Lebih lanjut, Denny JA mengatakan, Murdiono tidak hanya melestarikan warisan budaya, tetapi juga memperkuat identitas komunitasnya. Buku ini adalah kado istimewa untuk HUT Kabupaten Bolaang Mongondow, sekaligus warisan bagi generasi mendatang.

Sebagai akademisi muda, Murdiono menunjukkan dedikasi luar biasa untuk memastikan bahwa sejarah Bolaang Mongondow tidak hanya dikenal, tetapi juga dihargai.

"Ia telah membangun fondasi yang kokoh bagi studi sejarah lokal, membuka ruang peradaban baru bagi komunitasnya, dan menunjukkan bahwa narasi lokal dapat memiliki dampak global," ucapnya.

Menurutnya, Murdiono Mokoginta adalah bukti bahwa sejarah tidak hanya milik masa lalu, tetapi juga alat untuk memahami siapa kita hari ini.
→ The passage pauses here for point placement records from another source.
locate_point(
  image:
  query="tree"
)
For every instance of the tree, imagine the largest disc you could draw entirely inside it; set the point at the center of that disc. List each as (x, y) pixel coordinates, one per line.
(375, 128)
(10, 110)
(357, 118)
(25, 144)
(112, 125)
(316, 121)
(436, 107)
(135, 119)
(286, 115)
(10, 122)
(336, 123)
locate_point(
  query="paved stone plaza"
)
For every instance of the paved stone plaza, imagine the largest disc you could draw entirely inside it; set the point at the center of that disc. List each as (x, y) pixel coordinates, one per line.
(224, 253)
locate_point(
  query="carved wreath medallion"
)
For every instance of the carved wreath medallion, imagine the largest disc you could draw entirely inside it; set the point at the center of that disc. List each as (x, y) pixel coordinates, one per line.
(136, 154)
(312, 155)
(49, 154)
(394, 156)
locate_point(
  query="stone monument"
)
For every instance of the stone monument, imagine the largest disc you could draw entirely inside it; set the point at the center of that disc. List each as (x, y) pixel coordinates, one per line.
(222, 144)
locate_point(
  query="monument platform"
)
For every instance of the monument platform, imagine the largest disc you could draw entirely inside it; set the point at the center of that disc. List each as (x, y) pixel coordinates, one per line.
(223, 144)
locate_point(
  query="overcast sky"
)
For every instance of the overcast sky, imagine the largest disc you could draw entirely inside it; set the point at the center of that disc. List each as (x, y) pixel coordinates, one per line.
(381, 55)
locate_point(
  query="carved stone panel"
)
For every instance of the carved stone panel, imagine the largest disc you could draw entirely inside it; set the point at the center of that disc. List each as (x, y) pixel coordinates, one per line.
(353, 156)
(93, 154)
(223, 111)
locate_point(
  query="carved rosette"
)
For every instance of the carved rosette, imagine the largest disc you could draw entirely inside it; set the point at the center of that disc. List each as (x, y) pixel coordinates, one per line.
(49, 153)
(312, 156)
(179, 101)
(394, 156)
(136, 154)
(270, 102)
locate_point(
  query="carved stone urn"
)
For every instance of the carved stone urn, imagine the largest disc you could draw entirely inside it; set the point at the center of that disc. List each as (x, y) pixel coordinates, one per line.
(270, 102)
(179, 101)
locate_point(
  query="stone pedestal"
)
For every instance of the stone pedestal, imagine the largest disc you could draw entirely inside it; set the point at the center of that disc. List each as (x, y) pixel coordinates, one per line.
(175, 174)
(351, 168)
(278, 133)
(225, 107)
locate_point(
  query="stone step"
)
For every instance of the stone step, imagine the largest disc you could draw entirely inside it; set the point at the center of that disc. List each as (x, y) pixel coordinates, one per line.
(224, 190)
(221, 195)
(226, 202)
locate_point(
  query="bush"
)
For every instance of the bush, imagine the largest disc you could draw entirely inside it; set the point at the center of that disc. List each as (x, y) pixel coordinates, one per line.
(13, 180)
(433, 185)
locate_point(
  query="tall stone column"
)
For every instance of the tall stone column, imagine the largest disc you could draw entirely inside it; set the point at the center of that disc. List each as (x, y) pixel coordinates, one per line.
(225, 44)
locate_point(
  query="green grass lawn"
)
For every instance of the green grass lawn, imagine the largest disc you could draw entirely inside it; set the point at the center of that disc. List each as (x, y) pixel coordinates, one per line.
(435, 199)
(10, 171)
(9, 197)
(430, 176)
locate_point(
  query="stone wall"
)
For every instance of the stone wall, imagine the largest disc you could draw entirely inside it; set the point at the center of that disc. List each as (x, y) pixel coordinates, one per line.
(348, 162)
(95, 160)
Melalui "Abad Transisi", Murdiono mengajak pembaca untuk melihat Bolaang Mongondow bukan hanya sebagai tempat di peta, tetapi sebagai bagian penting dari narasi sejarah Indonesia.

"Dermakata Award 2024 Kategori Nonfiksi adalah pengakuan atas dedikasinya yang tak tergoyahkan untuk menghidupkan kembali sejarah lokal, menjadikannya relevan dan inspiratif. Dengan pena sebagai alatnya, Dion telah membuktikan bahwa kata-kata mampu membangun jembatan lintas generasi dan lintas budaya," katanya.